It's Options Week Again
Submitted by Nic Lenoir of ICAP
Nothing like a bond holiday and low volumes to retest the highs of the year! So now what? Short term we have a support joining recent lows at 1,063.75. Upon breaking there we would expect to see a re-test of 1,042, which should be a decent support, and only a break of 1,026 and the major support line (seen on the dailyor 180-minute charts) would imply more downside is on the way. However, as discussed last week, it really seems there is hardly any steam on the downside here, and if anything the past couple days look like some theta-burn ahead of options expiry at the end of the week, before resuming the march higher. We are set to confim the close above the 88-week moving average if we end the week at these levels. I would wait a 3-hour or daily close above 1,077 in the future to confim we are back in rally mode towards 1,100. In the meantime we can expect to burn more option premium in that narrow 1,063/1,077 range. The daily chart shows that medium-term we are in an expanding triangle currently ranging between 1,026 and 1,100. Assuming nothing else changes from a policy standpoint, the US government (along with most foreign governments) is going to keep the presses running and the subsidies coming, and we will climb in that triangle up to 1,136, the 61.8% retracement of the entire sell-off since the highs of 2007. The only reason why we might retest 1,042, and possibly 1,026, is that most bears out there (myself included) cannot help but hope seeing the basis for a double top. It will have a lot to do with how the USD trades. So far the geen back is finding it difficult to find a floor but indicators show quite a bit of divergence, and if the index could push through 76.75 it would open up the way for a decent retracement, possibly up to 78.50. I am not sure what could trigger it at this point since Washington is making every decision that can possibly further weaken the dollar, and China has been reported for the past few days to be buying EURUSD ever since we dropped temporarily below 1.45.
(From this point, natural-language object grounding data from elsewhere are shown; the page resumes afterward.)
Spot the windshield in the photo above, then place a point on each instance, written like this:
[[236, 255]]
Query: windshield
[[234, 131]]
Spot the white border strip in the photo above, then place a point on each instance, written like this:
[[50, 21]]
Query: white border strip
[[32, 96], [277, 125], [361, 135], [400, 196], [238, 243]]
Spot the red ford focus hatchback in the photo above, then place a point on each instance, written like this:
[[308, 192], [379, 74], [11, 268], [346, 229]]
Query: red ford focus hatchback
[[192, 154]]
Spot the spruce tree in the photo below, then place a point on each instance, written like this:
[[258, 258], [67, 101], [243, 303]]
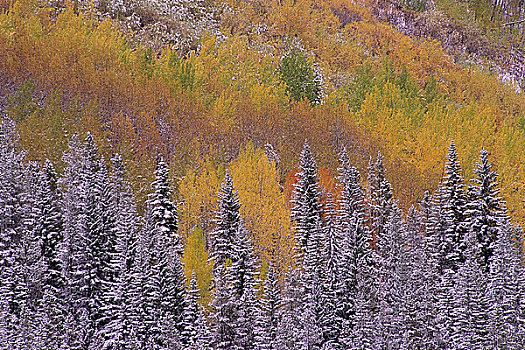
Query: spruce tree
[[455, 201], [290, 327], [268, 318], [193, 336], [13, 290], [306, 210], [355, 257], [89, 234], [486, 210], [227, 219], [121, 331], [164, 288], [391, 248], [225, 313], [380, 196]]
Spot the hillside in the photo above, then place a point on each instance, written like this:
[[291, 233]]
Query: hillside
[[250, 174]]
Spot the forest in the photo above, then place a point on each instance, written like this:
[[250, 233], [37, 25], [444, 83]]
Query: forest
[[259, 174], [82, 269]]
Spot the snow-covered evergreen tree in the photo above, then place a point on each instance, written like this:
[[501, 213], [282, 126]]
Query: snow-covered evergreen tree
[[306, 200], [454, 200], [227, 220], [354, 264], [486, 210], [13, 289], [268, 320], [290, 328], [90, 242], [391, 248], [194, 335], [225, 313], [380, 196], [121, 331], [163, 295]]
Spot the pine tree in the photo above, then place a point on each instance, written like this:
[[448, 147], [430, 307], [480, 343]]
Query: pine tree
[[505, 287], [13, 289], [227, 221], [380, 196], [391, 247], [164, 286], [290, 327], [306, 210], [225, 313], [485, 209], [471, 311], [355, 258], [454, 200], [314, 313], [194, 335], [332, 257], [121, 331], [48, 234], [268, 318], [89, 234]]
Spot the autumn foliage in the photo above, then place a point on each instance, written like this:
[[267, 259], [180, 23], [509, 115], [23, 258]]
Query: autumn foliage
[[381, 91]]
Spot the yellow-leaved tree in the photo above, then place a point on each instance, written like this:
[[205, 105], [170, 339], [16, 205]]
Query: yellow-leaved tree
[[196, 262], [263, 206]]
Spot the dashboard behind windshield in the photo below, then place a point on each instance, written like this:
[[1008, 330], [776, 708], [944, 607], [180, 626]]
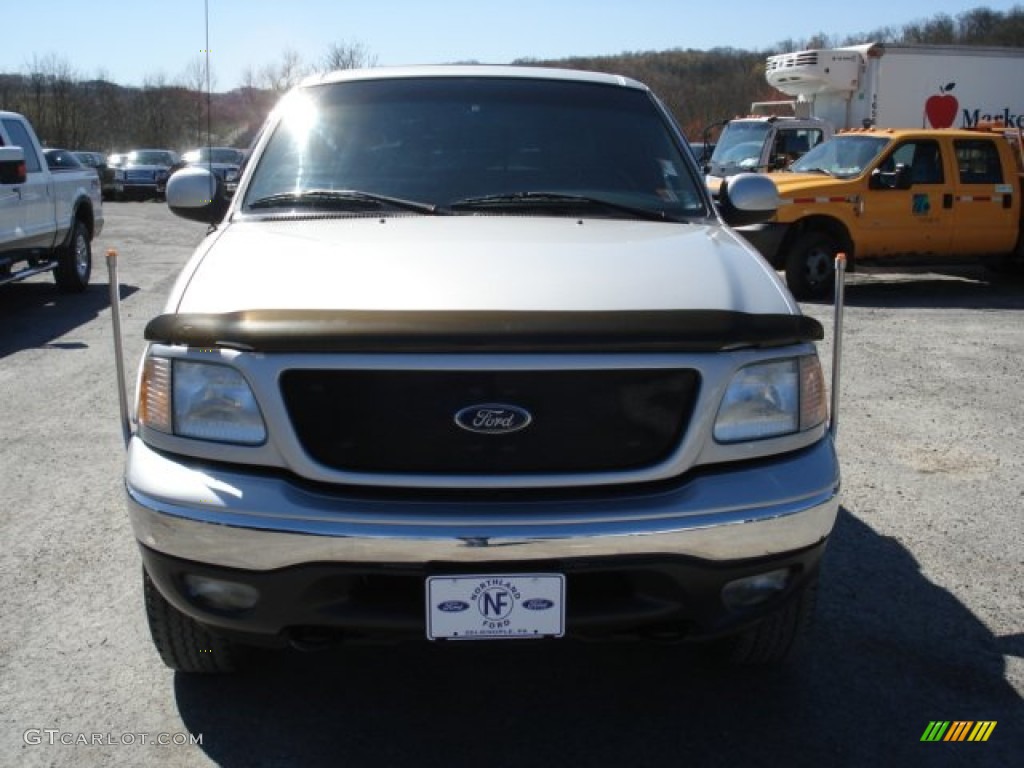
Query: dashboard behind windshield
[[438, 140], [843, 157]]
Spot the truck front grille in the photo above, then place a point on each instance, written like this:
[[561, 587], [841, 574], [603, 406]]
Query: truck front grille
[[404, 421]]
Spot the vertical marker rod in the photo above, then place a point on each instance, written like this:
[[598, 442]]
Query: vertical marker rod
[[838, 339], [119, 355]]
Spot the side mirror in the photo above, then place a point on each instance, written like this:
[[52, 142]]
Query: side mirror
[[198, 195], [748, 199], [12, 170]]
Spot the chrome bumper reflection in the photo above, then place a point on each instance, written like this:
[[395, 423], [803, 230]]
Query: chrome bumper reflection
[[247, 520]]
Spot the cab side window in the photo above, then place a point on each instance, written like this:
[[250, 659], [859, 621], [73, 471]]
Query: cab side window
[[978, 162], [19, 137], [924, 158]]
Interestingly the Dax indicates that there is room for more upside medium term, but short term indicators were exhausted and the 30-minute MACD rolled over this morning and even turned negative. That could add fuel to a possible retest of 1,042 in the US.
But the most interesting chart out there is the Nikkei. The Nikkei has drawn a H&S on the highs, and we came back last night to retest the neckline around 10,130. Should the market open down (or even better GAP down) tonight, we have a perfect set-up to go retest the support line joining the lows around 9,700. A break there would be quite bearish. Anybody looking at selling equities here should absolutely look at the Nikkei as it offers by far the best risk/reward and the best set-up technically. If the market bridges the gap at 10,228 on the upside then give-up the trade.